Ruri stood in the doorway to the kitchen, holding a glass of water. She was in her pajamas, her artist's eyes wide-awake and far too perceptive. "Not like last time. Deeper. Slower. Like… a really big engine idling." She stepped closer, peering at him. "And you're bleeding. Again."

"Training," he said, the lie now a familiar, bitter coat on his tongue. "It was intense."

She didn't call him on it. She just stared at his face, then at his hands. "You look different. Not just tired. It's like… you've folded yourself up smaller. Tighter." She reached out, almost touching his arm, then pulled her hand back. "What are you doing, 'Nii-san'?"

The old childhood honorific, used so rarely now, struck him like a physical blow. This was the cost. Every step towards becoming a ghost in the machine was a step away from being her brother.

He made a decision. The first real one in this new, cold war.

"I… need your help with something," he said, his voice rough. "An art project. For a… unique client. We'd need to go on a field trip. To a forest. To sketch the textures of a place that feels… wrong."

Ruri's eyes narrowed. She didn't believe the art project lie for a second. But she heard the genuine plea beneath it. The 'I-need-you' that he could never voice.

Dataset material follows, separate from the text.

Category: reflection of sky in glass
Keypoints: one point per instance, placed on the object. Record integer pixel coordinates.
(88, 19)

"A forest that feels wrong," she repeated slowly. "Okay. When?"

"This weekend."

She nodded once, a sharp, decisive motion. "Fine. But you're buying the snacks. And you're explaining what 'vibrating at a subsonic frequency' actually means on the train ride there."

She turned and walked back to her room, leaving him standing in the silent hallway.

The mandate was set. The path was clear. He was cultivating a body to withstand heaven, a soul to fool it, and a sword to cut his own name from the ledger of the damned.

And now, he was bringing his heart right onto the battlefield.